Cañellas: “We need this boost of energy from the stands”
It was one of the biggest transfer news in the history of the Swiss league when Kadetten Schaffhausen announced the signing of Joan Cañellas last summer.
Cañellas arrived with an incredible CV: World champion and two-time EHF EURO champion with Spain, EHF EURO 2014 top scorer, EHF Champions League winner with Vardar Skopje in 2017 and stints with the likes of Barça, Ciudad Real, THW Kiel and HSV. After three seasons at Szeged in Hungary, the 35-year-old opened a new chapter in his career with a surprise move to Switzerland.
“Some have asked me why I went to Switzerland but when I look back, this decision to join Kadetten was absolutely right for me and my family. We feel very well and whoever thinks the Swiss league is not that hard to play, is wrong, we have only ten teams, but we face all of them in three periods of the season, and we have as many matches as I had in the German Bundesliga.
“Overall, I am very satisfied with the club and the country and it was easy to adapt for me as most Swiss teams play a kind of German handball style, though the level is a bit lower,” Canellas says about his new life. Currently, Kadetten play the quarter-finals of the Swiss league against Bern and started with a victory at home (38:28) and a close away defeat (33:32).
On Tuesday, Cañellas hopes for another surprise of his side in the EHF European League, facing Wisla Plock on Tuesday (18:45 CEST, live on EHFTV) in the first leg of the quarter-finals, Kadetten’s first international quarter-final since 2010.

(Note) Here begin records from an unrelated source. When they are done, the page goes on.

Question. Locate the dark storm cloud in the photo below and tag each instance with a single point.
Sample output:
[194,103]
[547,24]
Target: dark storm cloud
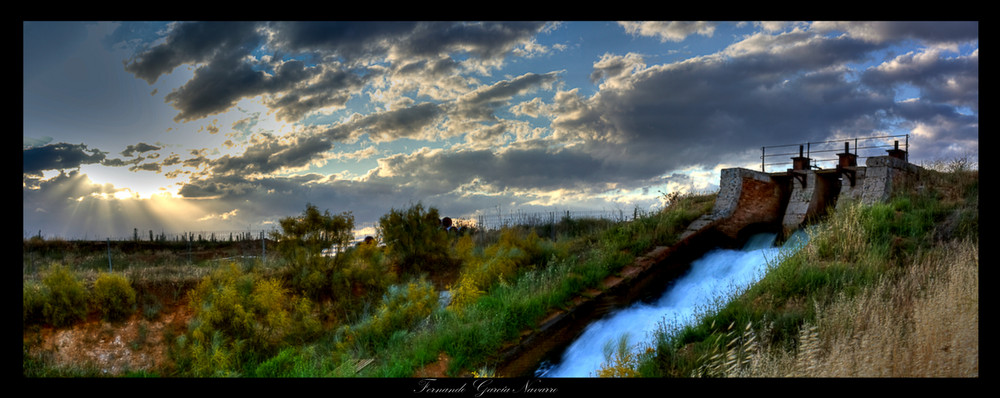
[528,168]
[885,31]
[59,156]
[140,148]
[480,104]
[269,154]
[764,90]
[346,40]
[228,69]
[483,39]
[406,122]
[951,80]
[196,42]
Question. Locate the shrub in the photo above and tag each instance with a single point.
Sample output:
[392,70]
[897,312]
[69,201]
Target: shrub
[302,241]
[33,299]
[414,240]
[240,317]
[402,307]
[66,298]
[113,296]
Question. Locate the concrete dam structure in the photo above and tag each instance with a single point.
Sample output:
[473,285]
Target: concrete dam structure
[748,202]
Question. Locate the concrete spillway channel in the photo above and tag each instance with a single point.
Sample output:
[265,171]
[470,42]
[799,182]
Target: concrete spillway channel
[749,202]
[645,277]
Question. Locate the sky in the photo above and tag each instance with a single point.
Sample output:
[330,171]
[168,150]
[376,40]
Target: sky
[228,126]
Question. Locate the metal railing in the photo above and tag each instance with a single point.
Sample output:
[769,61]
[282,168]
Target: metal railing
[825,151]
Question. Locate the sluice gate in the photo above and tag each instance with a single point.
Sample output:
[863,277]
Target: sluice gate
[748,202]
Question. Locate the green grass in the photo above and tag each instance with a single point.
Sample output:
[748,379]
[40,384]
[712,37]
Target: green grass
[856,251]
[541,274]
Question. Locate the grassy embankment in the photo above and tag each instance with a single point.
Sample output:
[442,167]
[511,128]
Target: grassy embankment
[309,317]
[889,290]
[886,290]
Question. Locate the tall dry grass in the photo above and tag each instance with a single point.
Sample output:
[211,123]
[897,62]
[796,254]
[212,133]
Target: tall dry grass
[921,323]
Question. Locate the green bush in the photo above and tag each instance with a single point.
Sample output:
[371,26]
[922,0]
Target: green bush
[113,296]
[302,241]
[238,319]
[33,299]
[414,239]
[66,297]
[402,307]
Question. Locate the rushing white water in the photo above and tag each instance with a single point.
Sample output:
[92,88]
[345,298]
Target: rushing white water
[715,276]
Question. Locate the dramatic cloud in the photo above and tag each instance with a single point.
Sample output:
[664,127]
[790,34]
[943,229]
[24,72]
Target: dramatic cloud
[250,120]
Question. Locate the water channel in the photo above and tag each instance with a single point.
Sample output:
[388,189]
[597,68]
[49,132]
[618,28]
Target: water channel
[715,276]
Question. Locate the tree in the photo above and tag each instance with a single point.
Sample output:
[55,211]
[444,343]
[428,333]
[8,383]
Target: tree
[302,241]
[414,239]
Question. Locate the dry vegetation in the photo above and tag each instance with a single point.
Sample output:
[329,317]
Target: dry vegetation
[890,290]
[923,324]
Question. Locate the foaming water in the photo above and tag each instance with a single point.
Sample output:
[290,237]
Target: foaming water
[716,275]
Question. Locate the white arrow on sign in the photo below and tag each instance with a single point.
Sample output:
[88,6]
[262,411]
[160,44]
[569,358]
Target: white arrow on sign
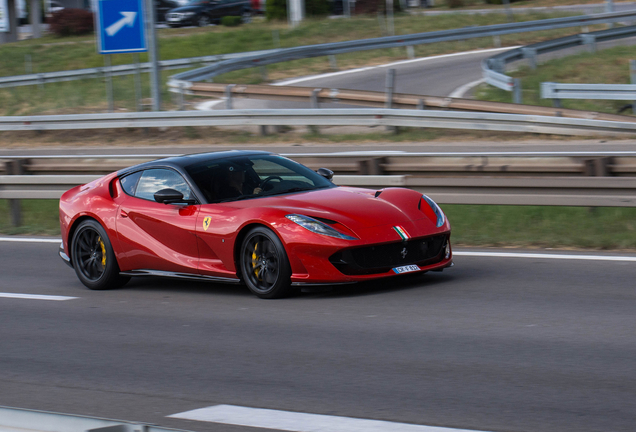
[128,19]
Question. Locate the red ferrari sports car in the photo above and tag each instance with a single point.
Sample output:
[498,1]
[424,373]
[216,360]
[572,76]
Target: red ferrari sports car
[247,217]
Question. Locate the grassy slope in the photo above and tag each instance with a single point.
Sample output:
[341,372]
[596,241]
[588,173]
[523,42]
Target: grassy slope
[53,54]
[556,227]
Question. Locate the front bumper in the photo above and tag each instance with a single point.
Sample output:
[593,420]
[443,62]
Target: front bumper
[64,257]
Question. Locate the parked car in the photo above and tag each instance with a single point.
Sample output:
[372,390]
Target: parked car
[249,217]
[163,6]
[204,12]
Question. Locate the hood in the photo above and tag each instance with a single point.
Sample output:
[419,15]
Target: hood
[353,207]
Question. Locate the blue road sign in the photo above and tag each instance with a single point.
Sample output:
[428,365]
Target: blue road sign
[120,26]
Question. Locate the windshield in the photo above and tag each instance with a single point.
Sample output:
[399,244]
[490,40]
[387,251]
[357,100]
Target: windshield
[246,177]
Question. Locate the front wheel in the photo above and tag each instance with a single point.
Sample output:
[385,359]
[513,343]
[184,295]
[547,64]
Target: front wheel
[264,264]
[93,257]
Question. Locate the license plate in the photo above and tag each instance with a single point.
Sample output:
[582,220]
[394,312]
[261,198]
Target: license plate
[406,269]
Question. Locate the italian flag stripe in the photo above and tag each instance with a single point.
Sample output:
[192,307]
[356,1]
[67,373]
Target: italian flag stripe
[402,233]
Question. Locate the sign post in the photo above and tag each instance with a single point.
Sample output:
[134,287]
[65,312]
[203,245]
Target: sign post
[4,16]
[121,28]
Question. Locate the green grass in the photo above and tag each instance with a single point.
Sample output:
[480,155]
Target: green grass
[38,217]
[54,54]
[610,66]
[473,225]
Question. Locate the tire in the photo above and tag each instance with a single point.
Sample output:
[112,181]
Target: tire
[264,264]
[93,257]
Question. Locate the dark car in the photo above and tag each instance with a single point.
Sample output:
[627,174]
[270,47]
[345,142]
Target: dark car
[204,12]
[163,6]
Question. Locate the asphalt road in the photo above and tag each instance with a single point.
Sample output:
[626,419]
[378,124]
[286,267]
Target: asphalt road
[500,344]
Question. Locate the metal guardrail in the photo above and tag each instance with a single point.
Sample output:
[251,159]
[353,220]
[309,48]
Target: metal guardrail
[182,81]
[230,62]
[493,68]
[118,70]
[558,91]
[325,117]
[553,191]
[16,419]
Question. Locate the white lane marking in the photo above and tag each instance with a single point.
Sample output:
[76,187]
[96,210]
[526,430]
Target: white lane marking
[547,256]
[29,240]
[460,91]
[300,422]
[36,297]
[398,63]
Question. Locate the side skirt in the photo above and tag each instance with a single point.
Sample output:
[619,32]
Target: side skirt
[180,276]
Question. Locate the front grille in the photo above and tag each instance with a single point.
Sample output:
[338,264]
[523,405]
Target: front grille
[383,257]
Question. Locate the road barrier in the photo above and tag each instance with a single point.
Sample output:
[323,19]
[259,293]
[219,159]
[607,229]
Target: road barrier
[182,80]
[327,117]
[558,91]
[493,68]
[551,191]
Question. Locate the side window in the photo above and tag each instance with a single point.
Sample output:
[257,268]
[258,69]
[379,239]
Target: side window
[129,183]
[153,180]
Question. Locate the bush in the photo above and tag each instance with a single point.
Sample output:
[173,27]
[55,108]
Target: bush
[316,7]
[71,21]
[276,9]
[230,21]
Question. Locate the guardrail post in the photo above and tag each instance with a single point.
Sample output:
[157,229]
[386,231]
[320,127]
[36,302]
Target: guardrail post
[181,90]
[314,104]
[516,91]
[332,62]
[109,84]
[314,98]
[531,55]
[390,86]
[228,96]
[590,41]
[597,167]
[632,74]
[15,167]
[138,94]
[371,166]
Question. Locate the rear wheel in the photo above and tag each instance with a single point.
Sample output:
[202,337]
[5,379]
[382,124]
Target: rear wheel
[93,257]
[264,264]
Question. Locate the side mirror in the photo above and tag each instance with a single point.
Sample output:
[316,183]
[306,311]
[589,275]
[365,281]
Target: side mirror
[171,196]
[326,173]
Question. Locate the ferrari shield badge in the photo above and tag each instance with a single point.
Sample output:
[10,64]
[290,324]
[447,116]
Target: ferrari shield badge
[206,223]
[402,233]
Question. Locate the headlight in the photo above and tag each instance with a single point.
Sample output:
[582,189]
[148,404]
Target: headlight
[438,211]
[317,227]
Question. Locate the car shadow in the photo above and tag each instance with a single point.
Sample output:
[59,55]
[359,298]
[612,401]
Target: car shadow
[430,280]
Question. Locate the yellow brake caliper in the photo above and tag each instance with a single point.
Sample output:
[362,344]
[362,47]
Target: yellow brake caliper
[257,270]
[103,246]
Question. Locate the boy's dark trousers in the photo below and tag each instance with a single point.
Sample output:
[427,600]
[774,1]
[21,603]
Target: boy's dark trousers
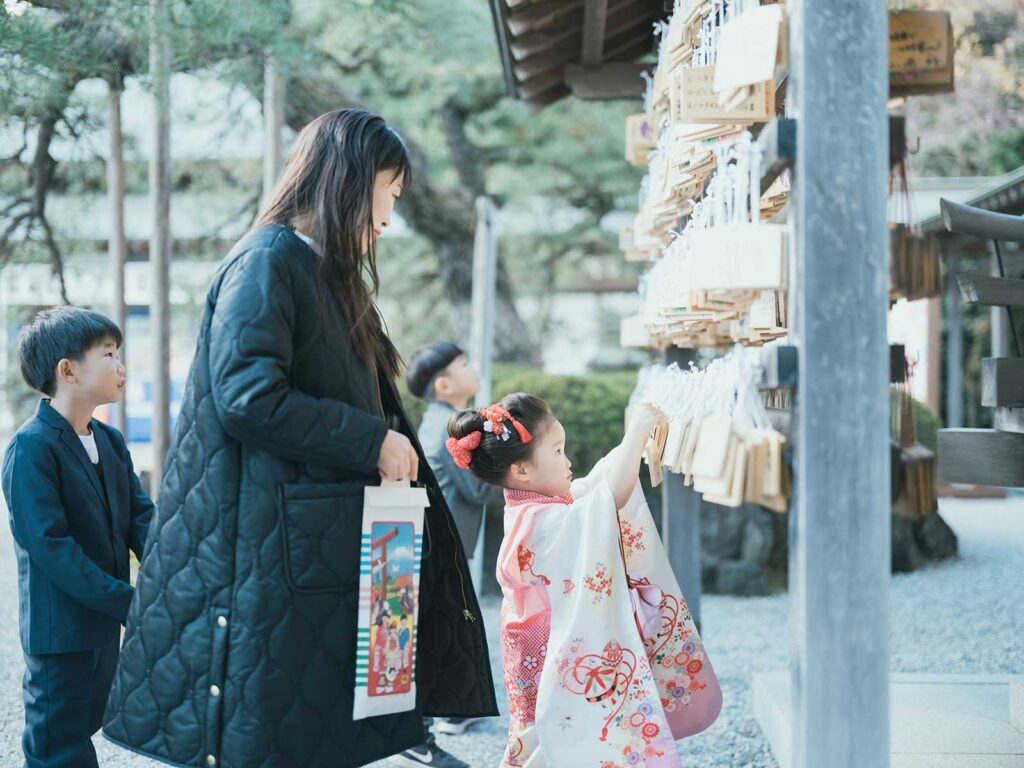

“If the arena will be full and with the boost of this atmosphere, we have the fate in our hands. Everything is possible, though Plock are definitely the favourites.”
Kadetten were fortunate in the Last 16, eliminating Swedish champions IK Sävehof on the away goals rule, losing 34:28 was enough after winning the home match 32:26.
“Sävehof have a high quality in their squad, though their name is not as big as Nantes, Berlin or Magdeburg. Now, our whole club will have a brand new experience ahead as we have the chance to qualify for the EHF Finals.”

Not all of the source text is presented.